Science Matters | David Suzuki

Considering all the information on the internet, you’d think people would be better informed and able to assess the forces that affect our lives. That’s clearly not the case. Many scroll through websites and information outlets until they find sources — complete with “authorities” touting PhDs or MDs — that confirm their biases, opinions or hunches.

A simple search of “creationism,” “vaccine safety” or “climate change” generates dozens of sources claiming to prove or debunk various claims. Why consider alternatives when it’s so easy to find corroboration of entrenched beliefs? Labelling people and ideas one disagrees with as “fake”, “hoax” or “political” further reinforces positions. Scientists are falsely accused of promoting causes out of self-interest to get bigger grants or influence politicians.

It’s not a new problem. When I began to host TV programs, I wanted to provide insights that would encourage viewers to take science seriously and learn about what was going on in different fields. You don’t have to be academically trained to understand some of the basic concepts that shape the world. You don’t need a degree to respect what scientists say. At the same time, scientists have a reciprocal responsibility to make their ideas and research accessible to a lay audience.

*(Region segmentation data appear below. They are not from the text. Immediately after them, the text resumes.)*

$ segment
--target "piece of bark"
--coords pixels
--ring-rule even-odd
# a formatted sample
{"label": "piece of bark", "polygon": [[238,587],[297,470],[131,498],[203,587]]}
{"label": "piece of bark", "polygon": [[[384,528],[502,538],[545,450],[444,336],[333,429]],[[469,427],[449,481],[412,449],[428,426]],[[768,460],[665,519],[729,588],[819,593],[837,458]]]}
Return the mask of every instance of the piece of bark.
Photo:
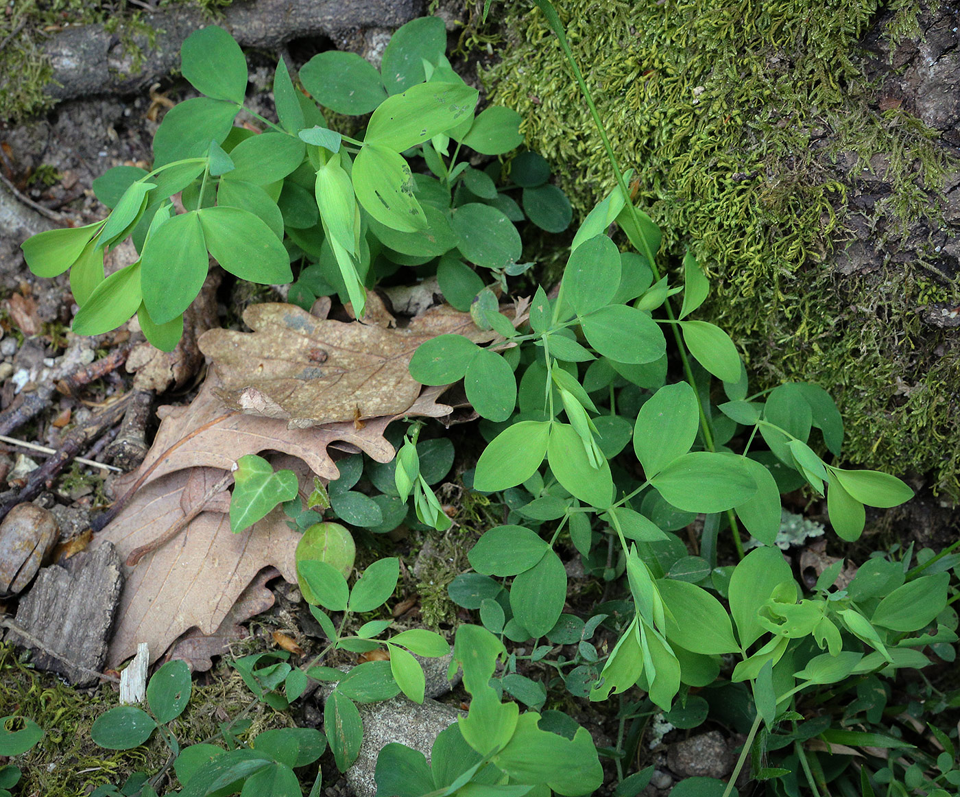
{"label": "piece of bark", "polygon": [[[238,0],[224,9],[217,24],[243,46],[275,48],[303,36],[337,39],[360,28],[397,28],[422,7],[421,0]],[[194,6],[144,14],[135,27],[121,22],[112,32],[103,25],[65,28],[44,44],[53,66],[46,90],[65,100],[146,88],[180,66],[183,39],[209,24],[209,16]]]}
{"label": "piece of bark", "polygon": [[17,625],[44,649],[14,630],[8,641],[34,648],[34,664],[40,669],[58,672],[76,686],[92,684],[107,660],[122,586],[120,557],[108,543],[62,567],[44,568],[16,612]]}

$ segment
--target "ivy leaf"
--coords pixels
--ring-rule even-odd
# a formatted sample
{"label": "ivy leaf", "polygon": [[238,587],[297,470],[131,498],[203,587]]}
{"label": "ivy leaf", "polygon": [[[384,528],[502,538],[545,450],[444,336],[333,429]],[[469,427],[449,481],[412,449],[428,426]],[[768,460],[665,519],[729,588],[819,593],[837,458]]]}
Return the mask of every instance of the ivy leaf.
{"label": "ivy leaf", "polygon": [[255,454],[237,460],[230,497],[230,531],[234,534],[253,525],[278,503],[297,497],[297,474],[274,471],[273,466]]}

But as with today’s internet, television was and still is mainly for entertainment. TV was often denigrated as the “boob tube”. People seldom watch to be educated or enlightened. We watch in a desultory way rather than concentrating as we might do in a classroom. Things distract us — a child may need attention, we may want a drink or need to go to the bathroom.

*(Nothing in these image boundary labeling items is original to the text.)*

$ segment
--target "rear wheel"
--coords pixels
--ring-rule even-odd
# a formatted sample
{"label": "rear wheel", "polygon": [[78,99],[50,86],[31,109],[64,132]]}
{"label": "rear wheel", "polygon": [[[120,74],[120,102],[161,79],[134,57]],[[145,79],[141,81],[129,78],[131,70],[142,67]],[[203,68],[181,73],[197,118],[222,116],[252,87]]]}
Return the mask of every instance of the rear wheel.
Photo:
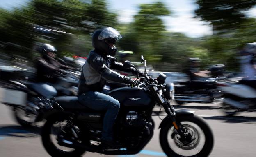
{"label": "rear wheel", "polygon": [[177,117],[185,138],[182,139],[171,123],[162,128],[160,140],[162,148],[169,157],[206,157],[213,146],[211,129],[201,117]]}
{"label": "rear wheel", "polygon": [[[80,157],[85,151],[81,148],[73,148],[59,145],[58,137],[66,125],[68,116],[54,117],[48,120],[42,130],[43,144],[46,151],[53,157]],[[66,137],[64,137],[66,138]],[[82,143],[82,140],[77,142]]]}
{"label": "rear wheel", "polygon": [[30,127],[35,122],[37,115],[27,113],[25,110],[19,107],[14,107],[14,114],[17,122],[21,126],[25,127]]}

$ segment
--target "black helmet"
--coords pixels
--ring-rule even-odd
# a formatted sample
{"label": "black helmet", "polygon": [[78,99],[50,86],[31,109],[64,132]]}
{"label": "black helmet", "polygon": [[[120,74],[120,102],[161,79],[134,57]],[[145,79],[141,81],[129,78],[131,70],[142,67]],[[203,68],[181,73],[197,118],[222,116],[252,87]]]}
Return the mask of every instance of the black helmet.
{"label": "black helmet", "polygon": [[92,35],[92,46],[107,55],[114,56],[117,51],[114,44],[117,40],[121,38],[117,31],[112,27],[97,29]]}
{"label": "black helmet", "polygon": [[198,63],[201,62],[201,60],[199,58],[189,58],[188,60],[191,63]]}
{"label": "black helmet", "polygon": [[47,52],[56,53],[57,51],[54,47],[48,44],[43,44],[41,46],[38,46],[37,51],[43,56],[47,55]]}

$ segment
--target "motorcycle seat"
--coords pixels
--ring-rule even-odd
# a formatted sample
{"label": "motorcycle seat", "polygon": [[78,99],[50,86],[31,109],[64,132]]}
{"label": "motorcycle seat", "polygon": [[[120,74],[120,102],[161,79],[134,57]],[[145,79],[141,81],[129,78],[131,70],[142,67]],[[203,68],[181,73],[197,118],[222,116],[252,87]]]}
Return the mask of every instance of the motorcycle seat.
{"label": "motorcycle seat", "polygon": [[82,105],[78,102],[76,96],[59,96],[56,97],[55,100],[59,106],[67,111],[77,111],[97,113],[103,111],[94,110]]}

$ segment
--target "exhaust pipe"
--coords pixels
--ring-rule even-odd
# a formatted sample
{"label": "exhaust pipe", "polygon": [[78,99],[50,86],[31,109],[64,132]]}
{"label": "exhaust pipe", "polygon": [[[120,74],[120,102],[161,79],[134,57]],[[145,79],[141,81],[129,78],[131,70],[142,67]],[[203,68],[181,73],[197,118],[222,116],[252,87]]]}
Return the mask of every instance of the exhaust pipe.
{"label": "exhaust pipe", "polygon": [[239,109],[247,110],[249,108],[247,105],[230,98],[225,98],[223,103]]}

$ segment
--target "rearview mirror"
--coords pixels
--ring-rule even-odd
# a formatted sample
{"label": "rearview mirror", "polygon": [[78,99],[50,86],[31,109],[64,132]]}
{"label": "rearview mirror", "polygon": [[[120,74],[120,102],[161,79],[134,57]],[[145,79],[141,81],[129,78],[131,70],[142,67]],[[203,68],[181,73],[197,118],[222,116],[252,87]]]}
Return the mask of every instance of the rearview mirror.
{"label": "rearview mirror", "polygon": [[125,69],[127,69],[131,67],[134,66],[132,64],[132,63],[128,60],[126,60],[123,62],[123,68]]}
{"label": "rearview mirror", "polygon": [[140,59],[141,59],[142,63],[143,63],[143,62],[144,62],[144,57],[143,57],[143,55],[141,55],[141,57],[140,57]]}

Not everyone “gets” science. But if those we elect to make tough decisions about the world can’t or won’t find or assess accurate information or take the best scientific advice, the consequences can be death and devastation.

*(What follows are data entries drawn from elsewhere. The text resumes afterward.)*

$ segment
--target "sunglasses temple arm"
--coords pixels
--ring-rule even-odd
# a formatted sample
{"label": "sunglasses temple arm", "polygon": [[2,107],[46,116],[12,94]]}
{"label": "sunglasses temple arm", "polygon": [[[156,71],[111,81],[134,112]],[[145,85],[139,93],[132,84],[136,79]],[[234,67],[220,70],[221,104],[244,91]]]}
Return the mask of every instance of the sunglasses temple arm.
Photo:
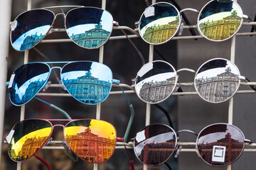
{"label": "sunglasses temple arm", "polygon": [[40,99],[39,98],[35,97],[35,98],[37,99],[37,100],[38,100],[38,101],[41,101],[41,102],[43,102],[43,103],[46,103],[46,104],[47,104],[47,105],[48,105],[48,106],[50,106],[50,107],[51,107],[51,108],[57,110],[58,111],[60,112],[60,113],[63,113],[63,115],[64,115],[65,117],[66,117],[68,119],[72,119],[71,117],[68,115],[68,113],[67,112],[64,111],[63,110],[62,110],[62,109],[60,108],[59,107],[58,107],[58,106],[55,106],[55,105],[53,105],[53,104],[50,104],[50,103],[47,103],[46,101],[43,101],[42,99]]}
{"label": "sunglasses temple arm", "polygon": [[34,154],[34,157],[35,157],[37,159],[38,159],[39,161],[41,161],[41,162],[43,162],[43,164],[44,164],[46,166],[46,167],[47,167],[47,169],[48,169],[48,170],[51,170],[51,169],[50,169],[50,165],[49,165],[45,160],[43,160],[41,157],[38,157],[38,156],[37,156],[37,155],[36,155],[36,154]]}
{"label": "sunglasses temple arm", "polygon": [[129,99],[127,98],[127,96],[126,96],[123,89],[122,88],[122,86],[120,86],[120,89],[123,93],[123,94],[124,95],[124,97],[126,98],[126,100],[128,102],[128,104],[129,104],[129,108],[130,109],[130,112],[131,112],[131,115],[130,115],[130,118],[129,120],[129,123],[128,123],[128,125],[127,125],[127,128],[125,130],[125,133],[124,133],[124,142],[127,142],[127,138],[128,138],[128,135],[129,135],[129,132],[130,131],[130,129],[131,129],[131,127],[132,127],[132,122],[133,122],[133,120],[134,120],[134,110],[133,108],[133,106],[130,103],[130,102],[129,101]]}
{"label": "sunglasses temple arm", "polygon": [[168,120],[168,122],[169,123],[169,125],[171,128],[174,128],[174,125],[172,123],[171,121],[171,118],[169,114],[169,113],[161,106],[160,106],[159,104],[154,104],[153,106],[156,106],[156,108],[158,108],[160,110],[161,110],[162,112],[164,112],[164,113],[165,114],[165,115],[166,116],[166,118]]}
{"label": "sunglasses temple arm", "polygon": [[129,38],[127,35],[127,34],[124,32],[124,30],[123,29],[121,29],[121,31],[124,34],[124,35],[127,37],[127,38],[128,39],[129,42],[132,44],[132,45],[134,47],[134,48],[135,49],[135,50],[137,51],[137,52],[138,53],[140,59],[142,60],[142,64],[143,65],[145,64],[145,60],[144,57],[143,57],[142,52],[139,50],[139,49],[136,47],[136,45],[134,45],[134,43],[131,40],[131,38]]}

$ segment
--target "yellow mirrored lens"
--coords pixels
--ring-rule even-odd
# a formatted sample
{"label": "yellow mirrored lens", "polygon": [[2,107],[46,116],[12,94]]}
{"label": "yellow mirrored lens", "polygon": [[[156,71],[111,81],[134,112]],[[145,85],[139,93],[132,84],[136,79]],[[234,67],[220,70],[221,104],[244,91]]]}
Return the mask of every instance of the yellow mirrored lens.
{"label": "yellow mirrored lens", "polygon": [[[14,133],[9,144],[10,157],[15,161],[23,161],[33,156],[49,138],[52,130],[50,125],[50,126],[31,130],[26,135],[26,132],[23,130],[26,128],[21,130],[14,128]],[[33,127],[31,128],[33,129]]]}
{"label": "yellow mirrored lens", "polygon": [[82,120],[69,123],[65,137],[70,148],[81,159],[101,163],[112,155],[116,143],[114,128],[100,120]]}

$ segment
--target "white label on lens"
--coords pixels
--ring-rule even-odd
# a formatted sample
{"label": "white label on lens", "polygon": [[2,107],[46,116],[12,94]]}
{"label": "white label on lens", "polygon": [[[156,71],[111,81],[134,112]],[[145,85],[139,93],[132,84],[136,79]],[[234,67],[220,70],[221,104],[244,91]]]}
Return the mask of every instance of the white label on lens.
{"label": "white label on lens", "polygon": [[144,16],[145,16],[145,18],[154,16],[154,7],[151,6],[151,7],[146,8],[144,11]]}
{"label": "white label on lens", "polygon": [[15,74],[11,74],[11,78],[10,78],[10,81],[9,81],[9,84],[8,85],[8,89],[10,89],[11,87],[12,87],[12,84],[14,83],[14,77],[15,77]]}
{"label": "white label on lens", "polygon": [[14,134],[14,130],[11,130],[11,132],[9,132],[9,134],[8,134],[8,135],[6,136],[6,140],[7,141],[7,143],[11,143],[11,138]]}
{"label": "white label on lens", "polygon": [[223,146],[213,146],[212,161],[225,162],[225,149]]}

During an inquiry into the U.K. government’s handling of the COVID-19 pandemic, Patrick Vallance, a medical doctor and the government’s chief scientific adviser, reported that then-Prime Minister Boris Johnson “at times struggled to follow basic scientific concepts crucial to COVID such as the impacts of lockdown on waves of infection, and had to have them explained repeatedly.”

Asked whether Johnson understood the science, Vallance pointed out that Johnson’s most recent science course was when he was 15 and that he admitted science was “not his forte.” Vallance added, “It was hard work sometimes to try and make sure that he had understood what a particular graph or piece of data was saying.” Johnson was “bamboozled” by modelling “and would fail to understand ideas put to him.”

Johnson and then-Chancellor (now PM) Rishi Sunak, fearing a public backlash, were reluctant to impose a second lockdown, and believed most who died were old. Johnson favoured “letting it rip” saying, “Yes, there will be more casualties, but so be it; they have had a good innings.” (An “innings” refers to the time a cricket player is up to bat.) Sunak thought it was okay to just accept that some people would die. He was reported to have said a COVID strategy was “all about handling the scientists, not handling the virus.”

Vallance recalled a phone call to scientific advisers in other countries. When one said their leader could not understand exponential curves, “the entire phone call burst into laughter because it was true in every country.”

As president of the United States, Donald Trump endorsed the horse dewormer ivermectin to treat COVID and initially dismissed the virus as a hoax (along with climate change).

Years earlier, under Stephen Harper, Canada’s government refused to address human-caused climate change as a real threat and dismissed proposals to reduce emissions as “crazy economic policy.” Even now, Alberta’s government won’t discuss climate change as a serious problem created by fossil fuel use.

Scientifically illiterate political leaders are hazardous. Issues like climate change, pandemics, plastic pollution, artificial intelligence, ocean acidification, species extinction, deforestation and numerous others need big decisions and policies. How will we make proper decisions if we don’t base them on the best scientific information? So-called leaders, lacking any grounding in science that would enable them to assess the reams of graphs, curves and data, are making decisions based on ideology and personal beliefs. That’s terrifying for an animal that boasts of intelligence.